Quickstart · Mental model · Documentation · Parity matrix · Contributing
SimCord gives your bot a fake but faithful Discord to run against. Simulate users sending messages, invoking slash commands, clicking buttons and submitting modals — then assert on exactly what your bot did. It all runs in-process, with no network and no token.
async def test_ping(simcord_env):
channel = simcord_env.create_guild().create_text_channel("general")
alice = simcord_env.guild.add_member(simcord_env.create_user("alice"))

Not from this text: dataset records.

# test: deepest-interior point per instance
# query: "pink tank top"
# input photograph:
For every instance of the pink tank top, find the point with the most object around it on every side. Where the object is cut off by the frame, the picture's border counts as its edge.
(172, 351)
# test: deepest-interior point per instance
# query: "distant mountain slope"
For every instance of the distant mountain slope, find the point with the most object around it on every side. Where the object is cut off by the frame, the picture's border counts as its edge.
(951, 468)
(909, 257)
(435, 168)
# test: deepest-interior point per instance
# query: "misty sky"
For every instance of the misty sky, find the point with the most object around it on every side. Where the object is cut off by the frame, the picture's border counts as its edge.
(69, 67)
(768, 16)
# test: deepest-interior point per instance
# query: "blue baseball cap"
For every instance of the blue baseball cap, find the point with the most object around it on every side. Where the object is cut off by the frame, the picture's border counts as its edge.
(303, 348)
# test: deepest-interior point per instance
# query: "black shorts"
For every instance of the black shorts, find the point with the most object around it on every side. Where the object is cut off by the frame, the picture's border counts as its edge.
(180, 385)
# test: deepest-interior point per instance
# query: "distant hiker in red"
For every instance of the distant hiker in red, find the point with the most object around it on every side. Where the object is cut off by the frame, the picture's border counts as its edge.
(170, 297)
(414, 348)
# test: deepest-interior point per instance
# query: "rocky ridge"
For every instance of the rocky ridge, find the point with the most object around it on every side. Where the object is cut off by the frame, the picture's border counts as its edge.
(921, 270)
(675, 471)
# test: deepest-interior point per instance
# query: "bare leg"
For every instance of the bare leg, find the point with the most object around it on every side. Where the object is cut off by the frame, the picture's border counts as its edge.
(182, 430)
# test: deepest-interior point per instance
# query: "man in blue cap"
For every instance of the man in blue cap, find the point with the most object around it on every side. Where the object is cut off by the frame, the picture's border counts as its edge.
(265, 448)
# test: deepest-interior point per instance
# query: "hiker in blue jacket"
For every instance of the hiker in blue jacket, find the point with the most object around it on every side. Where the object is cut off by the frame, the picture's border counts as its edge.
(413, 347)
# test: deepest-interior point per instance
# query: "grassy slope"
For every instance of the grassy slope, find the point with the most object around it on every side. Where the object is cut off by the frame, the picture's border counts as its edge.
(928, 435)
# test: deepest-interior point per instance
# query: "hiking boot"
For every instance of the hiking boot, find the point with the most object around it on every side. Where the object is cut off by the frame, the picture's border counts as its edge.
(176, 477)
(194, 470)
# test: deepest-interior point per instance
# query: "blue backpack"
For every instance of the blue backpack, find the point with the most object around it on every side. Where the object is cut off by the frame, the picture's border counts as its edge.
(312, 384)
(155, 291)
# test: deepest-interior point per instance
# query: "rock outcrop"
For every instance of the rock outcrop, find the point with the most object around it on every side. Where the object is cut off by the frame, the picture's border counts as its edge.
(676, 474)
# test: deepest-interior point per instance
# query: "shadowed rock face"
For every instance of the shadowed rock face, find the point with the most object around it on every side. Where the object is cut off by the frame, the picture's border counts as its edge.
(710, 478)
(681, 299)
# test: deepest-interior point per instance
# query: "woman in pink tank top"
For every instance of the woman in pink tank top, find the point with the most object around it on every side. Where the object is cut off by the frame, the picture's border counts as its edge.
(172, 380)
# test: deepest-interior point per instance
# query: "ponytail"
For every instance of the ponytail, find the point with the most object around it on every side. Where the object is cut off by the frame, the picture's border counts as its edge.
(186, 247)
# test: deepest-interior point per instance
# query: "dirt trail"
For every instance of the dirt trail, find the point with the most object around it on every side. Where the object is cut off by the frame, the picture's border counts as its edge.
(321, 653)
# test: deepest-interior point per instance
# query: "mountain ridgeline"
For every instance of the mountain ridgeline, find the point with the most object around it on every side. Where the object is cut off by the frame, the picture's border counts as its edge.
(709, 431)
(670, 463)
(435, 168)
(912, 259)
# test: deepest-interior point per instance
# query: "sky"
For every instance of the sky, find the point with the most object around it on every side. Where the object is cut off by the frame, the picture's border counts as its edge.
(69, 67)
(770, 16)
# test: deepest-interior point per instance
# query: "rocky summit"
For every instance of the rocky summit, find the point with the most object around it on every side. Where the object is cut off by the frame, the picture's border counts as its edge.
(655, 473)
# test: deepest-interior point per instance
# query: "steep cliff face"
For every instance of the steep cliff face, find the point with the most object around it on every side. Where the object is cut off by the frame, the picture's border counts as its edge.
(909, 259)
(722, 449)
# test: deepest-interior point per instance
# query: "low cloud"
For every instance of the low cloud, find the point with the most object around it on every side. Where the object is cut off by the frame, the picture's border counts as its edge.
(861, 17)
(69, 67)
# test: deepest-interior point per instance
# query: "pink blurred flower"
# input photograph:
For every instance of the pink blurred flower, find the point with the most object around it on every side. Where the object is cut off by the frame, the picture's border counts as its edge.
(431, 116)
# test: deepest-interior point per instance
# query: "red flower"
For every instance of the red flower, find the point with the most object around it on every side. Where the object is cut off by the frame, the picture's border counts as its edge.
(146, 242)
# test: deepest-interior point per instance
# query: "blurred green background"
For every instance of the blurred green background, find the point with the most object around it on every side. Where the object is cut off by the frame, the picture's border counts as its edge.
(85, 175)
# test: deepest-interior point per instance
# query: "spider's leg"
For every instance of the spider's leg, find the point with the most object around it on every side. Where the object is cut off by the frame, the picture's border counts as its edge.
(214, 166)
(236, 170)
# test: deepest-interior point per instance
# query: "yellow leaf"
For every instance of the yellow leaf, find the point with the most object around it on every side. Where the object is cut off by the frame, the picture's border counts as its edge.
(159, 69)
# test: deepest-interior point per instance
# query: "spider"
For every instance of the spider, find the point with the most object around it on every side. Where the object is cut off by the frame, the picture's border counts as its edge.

await alice.send(channel, "!ping") # full gateway round trip
assert channel.last_message.content == "Pong!"
Why SimCord?
Your unit tests cover your business logic. The bugs that actually break Discord bots live in
the glue: converters, checks, permissions, a forgotten tree.sync(), a double-acknowledged
interaction, an oversized embed. That layer has historically only been testable by hand, in a
real server.
SimCord runs discord.py's real machinery — its parsers, cache, command frameworks and views — against an in-memory model of Discord's REST API and gateway. Your bot code runs unmodified and can't tell the difference.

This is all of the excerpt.